Mohammed Siraj's story in the past few weeks has been nothing short of inspirational. The pacer lost his father while he with the Indian team, when it was participating in the limited-overs series in Australia. He wasn't in the T20I or ODI squad, but made the tough decision to stay in Australia, given the strict bio-secure protocols in place.
An injury to Mohammed Shami proved blessing in disguise for Siraj as he made his Test debut in the Boxing Day match at Melbourne.
It was a fine debut for Siraj, as he took five wickets in the game. But it wasn't the performances in the cricket field which proved irksome for the pacer; Siraj faced racial abuse from a section of fans at the Sydney Cricket Ground earlier this month. The former players and fans have since lauded Siraj's strong reaction to racism, as he complained on the same to the umpires on the Day 4 of the Tets, eventually leading to the abusers being led out of the stadium.
Despite a number of hardships, Siraj continued to be at his best in terms of performances.

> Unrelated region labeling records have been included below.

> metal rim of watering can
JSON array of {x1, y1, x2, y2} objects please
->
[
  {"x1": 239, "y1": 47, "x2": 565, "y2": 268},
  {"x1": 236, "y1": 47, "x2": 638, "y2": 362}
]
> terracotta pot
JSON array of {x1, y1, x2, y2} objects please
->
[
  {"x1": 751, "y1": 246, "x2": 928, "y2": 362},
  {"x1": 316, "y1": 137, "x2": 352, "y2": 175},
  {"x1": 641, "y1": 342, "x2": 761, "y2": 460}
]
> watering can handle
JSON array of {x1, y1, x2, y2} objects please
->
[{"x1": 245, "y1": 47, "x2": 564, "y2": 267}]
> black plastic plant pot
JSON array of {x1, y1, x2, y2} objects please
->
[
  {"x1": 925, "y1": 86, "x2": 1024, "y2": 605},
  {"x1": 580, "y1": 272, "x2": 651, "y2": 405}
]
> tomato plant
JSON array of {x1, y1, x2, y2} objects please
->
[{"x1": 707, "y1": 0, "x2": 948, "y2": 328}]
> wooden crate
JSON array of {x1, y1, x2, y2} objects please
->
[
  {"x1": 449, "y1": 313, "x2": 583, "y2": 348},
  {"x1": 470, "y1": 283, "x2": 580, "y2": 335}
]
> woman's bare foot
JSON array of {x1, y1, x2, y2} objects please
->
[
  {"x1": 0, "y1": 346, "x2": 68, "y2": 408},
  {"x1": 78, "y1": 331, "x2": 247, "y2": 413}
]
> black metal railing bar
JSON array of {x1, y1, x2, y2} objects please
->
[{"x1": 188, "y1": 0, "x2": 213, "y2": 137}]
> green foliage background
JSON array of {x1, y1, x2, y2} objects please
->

In the final Test, Siraj, who was only two-Tests old, became the most senior pacer in the Indian XI -- thanks to the long list of injuries in the squad. And boy, did he live up to the tag.
Siraj struck in the first over of the Test, dismissing the dangerous David Warner. It was his only wicket of the innings but he remained the most economical pacer in the Indian innings.
In the second innings, Siraj was rewarded for his patience, as he made the most of the final opportunity to bowl in Australia, ending the series with his maiden fifer in Test cricket. The pacer began with a double-strike in the 31st over of the Australian innings, which proved key to India's comeback in the game. He dismissed Marnus Labuschagne (25) and Matthew Wade (0), before breaking another 73-run stand to dismiss Steve Smith (55).
The Aussies did fight back, adding crucial runs through Tim Paine (27) and Cameron Green (37), but Shardul Thakur removed the duo as the visitors remained in the hunt.
In the end, it boiled down to the tussle between Shardul Thakur and Mohammed Siraj, as both remained on four wickets. Quite poetically, Thakur took the catch which gave Siraj his maiden five-wicket haul, as the pacer dismissed Josh Hazlewood on 9.
India require 328 runs to win in Brisbane and seal the four-match series. The side can also retain the Border-Gavaskar Trophy with a draw.